L’attore Michele Di Giacomo interpreta Fabio Savi in una scena de “Le buone maniere”

«Eravamo come lupi, un branco di lupi affamati». Così il Fabio Savi interpretato da Michele di Giacomo descrive la sua storia e quella dei fratelli Roberto e Alberto nello spettacolo teatrale Le buone maniere. I fatti della Uno bianca, in scena dal 22 al 28 maggio al Teatro Libero di Milano. A trent’anni dal primo colpo messo a segno dalla banda emiliana al casello autostradale di Pesaro, l’opera teatrale scritta da Michele Di Vito ripercorre le tappe di una delle vicende più cruente della storia italiana.

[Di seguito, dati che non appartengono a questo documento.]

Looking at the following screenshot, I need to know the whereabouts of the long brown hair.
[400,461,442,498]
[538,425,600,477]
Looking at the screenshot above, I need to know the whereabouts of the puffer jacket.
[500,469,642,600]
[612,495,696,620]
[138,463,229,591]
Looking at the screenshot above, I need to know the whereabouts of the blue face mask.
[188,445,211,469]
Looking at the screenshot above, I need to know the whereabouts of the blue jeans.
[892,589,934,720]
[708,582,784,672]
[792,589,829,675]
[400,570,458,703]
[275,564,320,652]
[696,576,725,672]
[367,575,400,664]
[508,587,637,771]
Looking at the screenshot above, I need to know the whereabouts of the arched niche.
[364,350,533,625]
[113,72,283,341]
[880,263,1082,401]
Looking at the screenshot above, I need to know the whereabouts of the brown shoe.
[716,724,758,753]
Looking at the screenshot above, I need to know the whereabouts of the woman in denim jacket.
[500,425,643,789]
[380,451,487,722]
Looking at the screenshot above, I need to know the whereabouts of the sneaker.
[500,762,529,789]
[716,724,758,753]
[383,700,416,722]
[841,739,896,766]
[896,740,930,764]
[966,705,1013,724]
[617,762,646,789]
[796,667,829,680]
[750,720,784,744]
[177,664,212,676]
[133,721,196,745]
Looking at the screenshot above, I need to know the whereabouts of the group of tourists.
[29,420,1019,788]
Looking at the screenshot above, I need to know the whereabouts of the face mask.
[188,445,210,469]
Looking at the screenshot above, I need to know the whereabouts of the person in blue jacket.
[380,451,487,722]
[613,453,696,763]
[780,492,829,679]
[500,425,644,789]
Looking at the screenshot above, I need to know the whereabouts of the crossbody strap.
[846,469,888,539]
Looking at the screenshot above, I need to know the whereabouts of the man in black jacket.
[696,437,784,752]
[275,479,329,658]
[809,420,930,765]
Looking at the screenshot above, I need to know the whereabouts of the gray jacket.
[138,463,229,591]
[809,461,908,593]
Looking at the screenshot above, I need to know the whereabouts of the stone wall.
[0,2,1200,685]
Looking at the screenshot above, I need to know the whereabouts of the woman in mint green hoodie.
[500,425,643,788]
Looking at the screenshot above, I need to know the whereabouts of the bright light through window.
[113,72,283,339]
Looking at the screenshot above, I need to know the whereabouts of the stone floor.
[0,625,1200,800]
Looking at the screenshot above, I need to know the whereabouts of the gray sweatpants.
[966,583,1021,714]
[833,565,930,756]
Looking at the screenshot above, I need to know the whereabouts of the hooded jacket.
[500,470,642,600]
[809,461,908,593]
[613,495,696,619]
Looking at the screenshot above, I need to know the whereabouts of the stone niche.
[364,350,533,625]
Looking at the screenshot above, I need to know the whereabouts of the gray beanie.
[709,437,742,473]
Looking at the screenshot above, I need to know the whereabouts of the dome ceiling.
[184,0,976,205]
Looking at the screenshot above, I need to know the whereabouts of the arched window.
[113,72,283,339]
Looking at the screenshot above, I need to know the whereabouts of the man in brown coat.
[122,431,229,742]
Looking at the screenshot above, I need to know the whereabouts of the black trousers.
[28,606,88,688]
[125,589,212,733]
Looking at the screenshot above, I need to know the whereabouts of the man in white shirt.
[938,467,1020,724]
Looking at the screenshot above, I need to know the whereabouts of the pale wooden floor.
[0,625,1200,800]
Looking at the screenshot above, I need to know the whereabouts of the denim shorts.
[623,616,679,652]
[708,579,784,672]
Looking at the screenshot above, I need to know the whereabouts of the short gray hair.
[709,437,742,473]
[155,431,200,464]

I segreti di Fabio Savi – Attraverso un monologo serrato, Di Giacomo tenta di indagare nell’animo di Fabio Savi. Paure e dubbi di un assassino che ascolta canzoni d’amore di Toto Cutugno, legge Zanna Bianca e si rilassa guardando Superquark. Abitudini che nella sua cella da ergastolano gli impediscono di ascoltare quella voce in testa che continua a ripetergli: «Assassino!». Intanto, il tempo in cella lo trascorre pensando a cosa dire quando verrà interrogato e a quello che risponderà ai giornalisti. Come un animale in gabbia, Savi è obbligato a fare i conti con il suo passato e combatte con la sua coscienza con una serie di giustificazioni: un flusso di pensieri che fa risaltare la frustrazione accumulata fino a quel 19 giugno 1987. Il problema alla vista che gli ha impedito di entrare in Polizia, l’officina e il rischio del fallimento: episodi che hanno segnato la vita di un uomo qualunque, trasformatosi in criminale spinto dalla voglia di riscatto.

Per non dimenticare – I sette anni (dal 1987 al 1994) della Uno Bianca non vanno dimenticati, così come le 24 vittime uccise dalla famiglia Savi. È questo il messaggio Di Giacomo, bambino all’epoca dei fatti: «Non è facile parlarne, perché le vittime sono state tante, tanto il dolore e la paura. Quando si nomina la Uno Bianca, ancora cala il silenzio», spiega l’attore: «A distanza di vent’anni abbiamo voluto rompere questo silenzio, perché le nuove generazioni sanno poco di questa tragica storia del nostro territorio». Anche Michele Di Vito, autore del testo teatrale, sottolinea l’importanza della memoria: «Nessuno aveva mai trattato in maniera approfondita la vicenda, se non in una fiction. È fondamentale, soprattutto in questi giorni di nuovo terrore, rendersi conto di questa banalità del male».